Common questions about Data Analyst AI exposure.

What is the AI exposure score for Data Analysts?

Data Analysts have an overall AI exposure score of 69%, placing the role in the high exposure category. The score reflects time-weighted task exposure, not a direct prediction of job losses.

Will AI replace Data Analysts?

AI is unlikely to fully replace Data Analysts in the near term. Around 26% of the role's task mix is classified as human-critical, including stakeholder storytelling, cross-functional data strategy, business hypothesis formation. AI is more likely to change workflows, reduce routine work, and increase the value of judgment-heavy responsibilities.
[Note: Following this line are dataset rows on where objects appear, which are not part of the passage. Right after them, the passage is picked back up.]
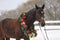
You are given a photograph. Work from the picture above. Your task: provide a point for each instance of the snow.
(52, 34)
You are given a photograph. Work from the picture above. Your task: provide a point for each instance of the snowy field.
(49, 32)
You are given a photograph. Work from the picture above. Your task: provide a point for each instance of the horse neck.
(31, 18)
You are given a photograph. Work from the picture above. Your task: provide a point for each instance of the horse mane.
(31, 16)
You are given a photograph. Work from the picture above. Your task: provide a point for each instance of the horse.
(10, 28)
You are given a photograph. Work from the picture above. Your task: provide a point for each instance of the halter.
(24, 25)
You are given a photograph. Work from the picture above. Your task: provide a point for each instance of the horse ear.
(43, 6)
(36, 6)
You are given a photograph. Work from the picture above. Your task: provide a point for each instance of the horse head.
(40, 14)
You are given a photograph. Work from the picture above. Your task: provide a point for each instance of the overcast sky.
(10, 4)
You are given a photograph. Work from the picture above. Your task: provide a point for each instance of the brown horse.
(10, 28)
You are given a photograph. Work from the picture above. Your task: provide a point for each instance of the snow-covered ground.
(53, 32)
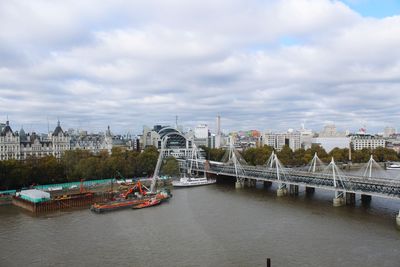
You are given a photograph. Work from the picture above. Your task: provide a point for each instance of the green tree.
(286, 155)
(170, 167)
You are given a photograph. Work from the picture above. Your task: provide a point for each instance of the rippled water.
(208, 226)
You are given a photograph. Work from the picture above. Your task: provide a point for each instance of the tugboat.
(191, 181)
(123, 201)
(393, 166)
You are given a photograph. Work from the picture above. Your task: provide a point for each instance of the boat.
(115, 205)
(192, 181)
(147, 203)
(393, 166)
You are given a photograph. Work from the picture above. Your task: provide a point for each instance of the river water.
(212, 225)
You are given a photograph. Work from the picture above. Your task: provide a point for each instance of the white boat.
(393, 166)
(191, 181)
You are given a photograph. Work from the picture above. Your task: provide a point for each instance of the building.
(360, 141)
(306, 137)
(330, 131)
(278, 140)
(178, 144)
(20, 146)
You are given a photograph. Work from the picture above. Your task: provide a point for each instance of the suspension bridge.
(288, 180)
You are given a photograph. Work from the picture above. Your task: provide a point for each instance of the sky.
(259, 64)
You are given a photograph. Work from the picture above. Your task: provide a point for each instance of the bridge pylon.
(233, 157)
(338, 183)
(273, 163)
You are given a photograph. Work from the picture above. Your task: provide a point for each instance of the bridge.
(344, 186)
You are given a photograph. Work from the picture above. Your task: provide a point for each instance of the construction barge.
(48, 204)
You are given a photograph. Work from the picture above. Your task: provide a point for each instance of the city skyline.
(260, 65)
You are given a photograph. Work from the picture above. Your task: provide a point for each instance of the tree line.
(75, 165)
(301, 157)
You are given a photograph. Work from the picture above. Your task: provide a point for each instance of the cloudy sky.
(260, 64)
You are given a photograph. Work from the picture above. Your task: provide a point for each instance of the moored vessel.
(147, 203)
(393, 166)
(192, 181)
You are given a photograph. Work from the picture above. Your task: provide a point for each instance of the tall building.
(330, 131)
(201, 131)
(306, 137)
(201, 135)
(389, 131)
(178, 145)
(218, 135)
(9, 143)
(20, 146)
(360, 141)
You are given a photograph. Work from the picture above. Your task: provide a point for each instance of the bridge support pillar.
(310, 190)
(293, 189)
(366, 199)
(239, 185)
(267, 184)
(350, 199)
(338, 201)
(251, 183)
(282, 191)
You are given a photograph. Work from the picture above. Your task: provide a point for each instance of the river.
(212, 225)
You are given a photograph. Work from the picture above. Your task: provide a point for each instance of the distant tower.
(218, 125)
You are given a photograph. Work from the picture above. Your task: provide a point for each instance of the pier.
(288, 180)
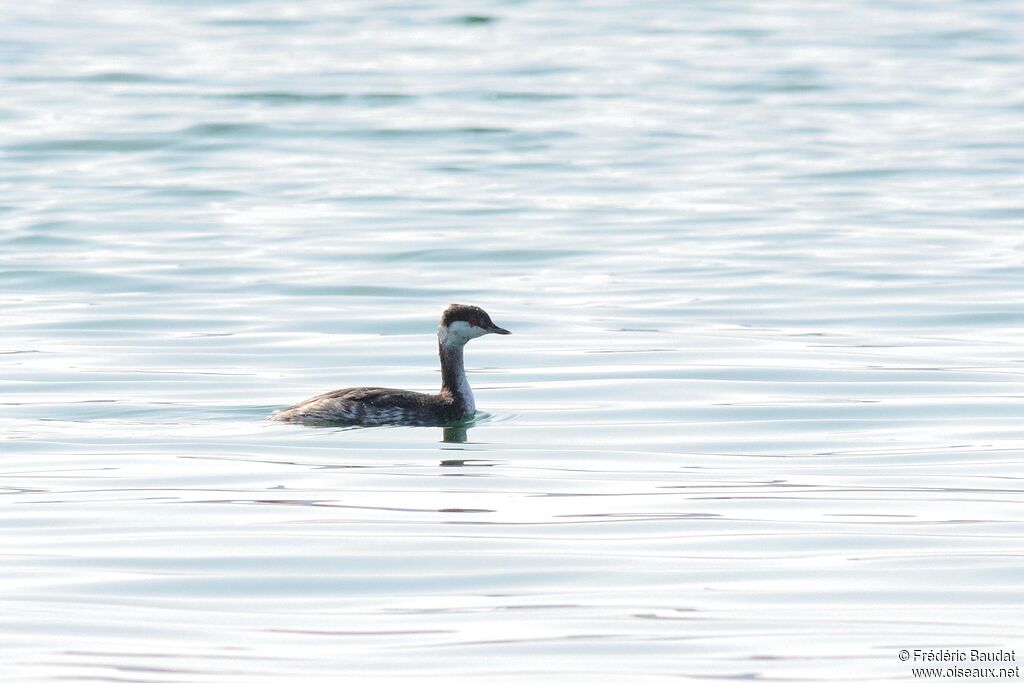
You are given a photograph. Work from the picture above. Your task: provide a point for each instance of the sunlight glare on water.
(760, 415)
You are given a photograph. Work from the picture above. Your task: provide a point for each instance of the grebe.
(374, 406)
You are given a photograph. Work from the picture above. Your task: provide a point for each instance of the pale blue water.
(760, 418)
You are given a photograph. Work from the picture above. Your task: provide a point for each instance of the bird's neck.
(454, 379)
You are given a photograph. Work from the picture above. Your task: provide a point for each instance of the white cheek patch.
(460, 332)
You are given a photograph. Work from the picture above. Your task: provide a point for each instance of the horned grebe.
(374, 406)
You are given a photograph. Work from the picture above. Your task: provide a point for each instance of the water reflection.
(456, 434)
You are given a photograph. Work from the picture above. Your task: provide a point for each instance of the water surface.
(760, 416)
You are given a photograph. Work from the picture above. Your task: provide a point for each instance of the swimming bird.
(377, 406)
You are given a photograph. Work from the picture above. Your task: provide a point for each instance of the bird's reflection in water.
(460, 434)
(456, 434)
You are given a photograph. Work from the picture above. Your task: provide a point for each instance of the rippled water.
(760, 417)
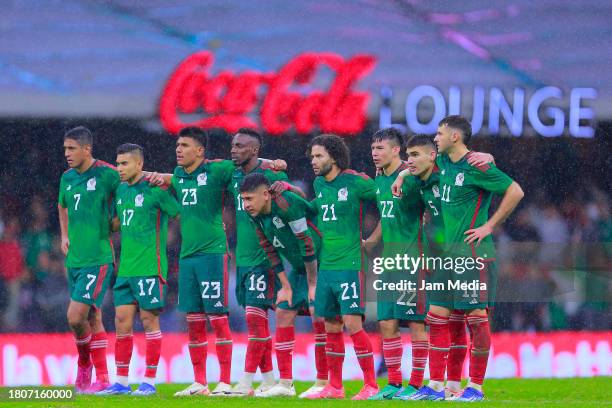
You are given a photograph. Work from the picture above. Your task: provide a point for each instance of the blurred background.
(532, 76)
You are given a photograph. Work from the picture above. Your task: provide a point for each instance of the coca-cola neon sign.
(231, 100)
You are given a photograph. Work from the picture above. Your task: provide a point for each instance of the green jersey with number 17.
(339, 206)
(88, 198)
(200, 195)
(143, 212)
(248, 250)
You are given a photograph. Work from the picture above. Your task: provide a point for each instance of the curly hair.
(335, 146)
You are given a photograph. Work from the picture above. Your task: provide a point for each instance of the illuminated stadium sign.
(542, 110)
(294, 99)
(231, 101)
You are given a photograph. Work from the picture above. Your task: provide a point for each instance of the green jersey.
(466, 193)
(401, 218)
(200, 195)
(287, 231)
(143, 212)
(248, 251)
(88, 198)
(339, 207)
(430, 196)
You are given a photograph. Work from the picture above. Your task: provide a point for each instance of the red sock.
(265, 365)
(419, 361)
(84, 349)
(363, 350)
(334, 350)
(257, 322)
(153, 344)
(285, 342)
(198, 345)
(98, 346)
(123, 353)
(458, 346)
(439, 344)
(479, 351)
(320, 357)
(223, 345)
(392, 353)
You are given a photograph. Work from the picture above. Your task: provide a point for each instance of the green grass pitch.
(586, 392)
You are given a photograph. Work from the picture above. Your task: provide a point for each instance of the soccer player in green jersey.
(84, 206)
(200, 187)
(283, 228)
(256, 282)
(421, 153)
(400, 228)
(339, 197)
(465, 194)
(142, 213)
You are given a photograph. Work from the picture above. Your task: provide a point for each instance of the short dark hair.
(81, 135)
(195, 133)
(252, 133)
(253, 181)
(131, 148)
(459, 123)
(393, 135)
(420, 140)
(335, 146)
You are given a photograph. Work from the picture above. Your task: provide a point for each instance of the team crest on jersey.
(278, 223)
(91, 184)
(459, 179)
(202, 177)
(139, 200)
(436, 191)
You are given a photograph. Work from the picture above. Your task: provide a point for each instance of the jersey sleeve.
(366, 188)
(269, 249)
(226, 170)
(61, 197)
(295, 216)
(167, 203)
(491, 178)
Which data analyst tasks are most exposed to AI?

The most exposed tasks include sql query writing and optimization, data cleaning and transformation, dashboard and report creation, exploratory data analysis. These activities are easier for AI to assist because they usually have clearer inputs, repeatable patterns, and outputs that can be reviewed by a human.

How can data analysts reduce AI career risk?

Data Analysts can reduce risk by using AI for routine work while deliberately moving toward stakeholder storytelling, cross-functional data strategy, business hypothesis formation. Building domain expertise, communication skill, accountability, and the ability to make decisions under uncertainty is more durable than competing with AI on repetitive production tasks.